In patients with primary hyperparathyroidism, parathyroid cells are unable to sense increased calcium levels. Thus, no measures are taken to decrease those levels, to stop bone demineralization, and to augment the urinary excretion of calcium. Such conditions may be caused by gene defects, as is the case with neonatal severe primary hyperparathyroidism (NSHPT). Patients with NSHPT carry mutations of the CASR gene, which encodes for parathyroid-cell calcium-sensing receptor 1. They develop hypercalcemia, hypotonia, respiratory distress, and dysphagia, usually within days after birth. If left untreated, failure to thrive and developmental delays may manifest, or severe neurological impairment, loss of consciousness, and death.

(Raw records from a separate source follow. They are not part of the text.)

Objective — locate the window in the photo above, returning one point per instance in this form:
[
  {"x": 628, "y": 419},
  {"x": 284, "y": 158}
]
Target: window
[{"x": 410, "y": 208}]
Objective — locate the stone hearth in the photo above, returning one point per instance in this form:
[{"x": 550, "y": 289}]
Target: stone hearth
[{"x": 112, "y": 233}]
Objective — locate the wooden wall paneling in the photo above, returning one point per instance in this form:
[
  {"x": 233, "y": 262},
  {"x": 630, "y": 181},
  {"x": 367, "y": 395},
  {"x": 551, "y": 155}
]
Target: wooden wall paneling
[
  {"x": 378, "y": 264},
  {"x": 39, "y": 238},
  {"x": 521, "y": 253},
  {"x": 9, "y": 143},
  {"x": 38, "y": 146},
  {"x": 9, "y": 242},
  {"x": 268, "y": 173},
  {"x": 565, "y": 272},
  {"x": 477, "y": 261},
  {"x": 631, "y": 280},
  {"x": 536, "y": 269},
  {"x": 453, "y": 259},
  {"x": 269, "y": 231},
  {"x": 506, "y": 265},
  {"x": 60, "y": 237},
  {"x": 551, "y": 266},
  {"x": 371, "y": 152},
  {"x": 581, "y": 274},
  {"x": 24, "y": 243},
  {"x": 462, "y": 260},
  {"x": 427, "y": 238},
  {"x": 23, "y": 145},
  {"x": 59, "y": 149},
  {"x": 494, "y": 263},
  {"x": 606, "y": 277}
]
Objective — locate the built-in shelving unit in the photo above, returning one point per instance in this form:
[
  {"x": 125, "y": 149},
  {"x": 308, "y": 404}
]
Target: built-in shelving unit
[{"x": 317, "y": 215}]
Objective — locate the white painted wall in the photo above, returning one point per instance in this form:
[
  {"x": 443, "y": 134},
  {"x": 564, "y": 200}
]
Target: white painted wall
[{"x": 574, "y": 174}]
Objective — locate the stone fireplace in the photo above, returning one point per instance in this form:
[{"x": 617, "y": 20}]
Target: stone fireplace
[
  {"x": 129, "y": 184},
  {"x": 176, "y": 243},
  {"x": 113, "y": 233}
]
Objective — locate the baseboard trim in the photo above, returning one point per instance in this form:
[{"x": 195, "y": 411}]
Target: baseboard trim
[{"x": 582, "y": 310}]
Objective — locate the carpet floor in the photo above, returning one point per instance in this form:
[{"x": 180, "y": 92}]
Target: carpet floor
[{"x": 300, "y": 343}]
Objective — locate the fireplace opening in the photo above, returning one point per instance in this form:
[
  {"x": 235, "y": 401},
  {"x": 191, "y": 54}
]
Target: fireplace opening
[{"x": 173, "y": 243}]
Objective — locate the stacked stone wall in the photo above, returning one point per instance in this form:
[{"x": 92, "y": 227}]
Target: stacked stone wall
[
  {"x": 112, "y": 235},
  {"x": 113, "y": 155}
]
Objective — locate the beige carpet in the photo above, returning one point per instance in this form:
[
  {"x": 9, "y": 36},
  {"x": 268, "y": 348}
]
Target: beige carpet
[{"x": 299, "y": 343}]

In order to prevent those complications, NSHPT should be diagnosed and treated as early as possible. The diagnosis is based on the child's family history, laboratory analyses of blood samples, X-ray examinations, and genetic studies. There are two approaches to treatment, namely the pharmacological modulation of parathyroid calcium sensing and the surgical removal of the parathyroid glands. Both aim at the restoration of calcium homeostasis and the normalization of development and bone metabolism.
NSHPT is a hereditary disease, and most patients inherit defective CASR alleles from both of their parents. This implies that there is an increased risk for siblings to be born with the same disease, which should prompt genetic counseling and prenatal diagnosis. Furthermore, the parents themselves may have hypercalcemia, even in the absence of symptoms, and should be examined accordingly.